The breakthrough precepts of REBT serve as the means to rewire rage and to use
assertiveness instead of anger to live more serenely in an often difficult and
unfair world.
“The book attempts to help people discover their rage-creating beliefs and to
teach them to focus on ways to think themselves out of anger,” said Tafrate.
“For example, some people have a low frustration tolerance and can be trained to
think and act differently to change negative patterns of behavior. A mother on
the verge of shaking her shrieking baby may be thinking ‘this baby shouldn’t cry
so much and I can’t take it anymore.’ We want her to change her thoughts to
‘some babies cry more than others. I can get through this.’” Further,
problem-solving interventions show readers how to think in terms of multiple
potential options to cope with a situation. “We try to get people to think about
consequences,” Tafrate explains. “In this case, the shaken baby could become
brain damaged, even die. So, the mother, made aware of this, must consider other
options, check for physical causes of the crying, or call a friend or doctor for
advice, perhaps hire a baby sitter.”
One way of thinking oneself out of anger is through a cognitive procedure for
examining and uprooting angry thoughts and feelings called Disputing through
Debating one’s Irrational Beliefs. Instructions and exercises are included on
self-monitoring forms embedded throughout the book to help readers to challenge
and eliminate angry reactions.
Widening the Breadth of Anger Research
Tafrate’s writings on disorders commonly found in criminal justice settings and
on the nature and treatment of anger have been published in scores of scientific
journals and books for practitioners. This year he has expanded his research to
another neglected topic: screening/assessment of individuals with anger
problems. He and colleague Dr. Raymond DiGiuseppe, in the Psychology Department
at St. John’s University, Jamaica, NY, have published an Anger Disorder Scale.

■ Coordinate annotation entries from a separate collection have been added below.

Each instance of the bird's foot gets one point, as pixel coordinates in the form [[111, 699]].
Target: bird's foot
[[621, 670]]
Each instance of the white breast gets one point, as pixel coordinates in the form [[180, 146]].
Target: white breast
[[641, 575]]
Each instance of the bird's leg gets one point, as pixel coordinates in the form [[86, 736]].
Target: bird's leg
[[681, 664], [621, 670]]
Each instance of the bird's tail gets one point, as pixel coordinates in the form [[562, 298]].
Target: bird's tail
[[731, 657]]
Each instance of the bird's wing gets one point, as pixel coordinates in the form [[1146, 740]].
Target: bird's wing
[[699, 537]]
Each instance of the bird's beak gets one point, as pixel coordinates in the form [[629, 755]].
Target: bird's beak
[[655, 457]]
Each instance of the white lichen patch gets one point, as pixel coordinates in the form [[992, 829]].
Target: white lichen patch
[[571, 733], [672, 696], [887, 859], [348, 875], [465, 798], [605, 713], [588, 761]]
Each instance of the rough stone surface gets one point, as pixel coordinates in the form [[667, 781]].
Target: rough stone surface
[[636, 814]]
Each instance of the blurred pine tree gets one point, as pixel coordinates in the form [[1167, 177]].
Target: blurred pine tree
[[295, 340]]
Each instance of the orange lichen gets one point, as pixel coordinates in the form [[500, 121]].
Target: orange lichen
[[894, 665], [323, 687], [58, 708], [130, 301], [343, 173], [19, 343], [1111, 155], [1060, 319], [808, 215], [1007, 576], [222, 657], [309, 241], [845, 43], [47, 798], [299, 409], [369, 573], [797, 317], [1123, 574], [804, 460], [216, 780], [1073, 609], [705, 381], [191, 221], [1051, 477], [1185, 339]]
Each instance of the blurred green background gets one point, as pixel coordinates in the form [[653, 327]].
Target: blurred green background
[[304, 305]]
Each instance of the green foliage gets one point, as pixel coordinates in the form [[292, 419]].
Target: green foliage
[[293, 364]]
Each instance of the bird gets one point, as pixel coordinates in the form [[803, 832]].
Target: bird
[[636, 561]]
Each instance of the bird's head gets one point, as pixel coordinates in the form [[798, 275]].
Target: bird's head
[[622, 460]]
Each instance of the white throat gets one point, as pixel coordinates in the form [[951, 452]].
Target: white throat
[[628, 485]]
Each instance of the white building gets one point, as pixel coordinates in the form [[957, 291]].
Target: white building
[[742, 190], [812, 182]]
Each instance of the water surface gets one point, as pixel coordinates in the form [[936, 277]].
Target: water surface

The questionnaire and manual were created as an instrument not only to describe
the clinical nature of a person’s anger problems, but also to guide
intervention.
Tafrate is working on anger profiles of offenders, examining for example if
spouse abusers have different anger patterns than substance abusers. Tafrate and
colleague Dr. Damon Mitchell, assistant professor of criminology and criminal
justice, are also developing a Criminal Thinking Scale.
Knowledge of anger treatment is still developing, and Chip Tafrate is forging
into that frontier on a search for much-needed scientific guidance.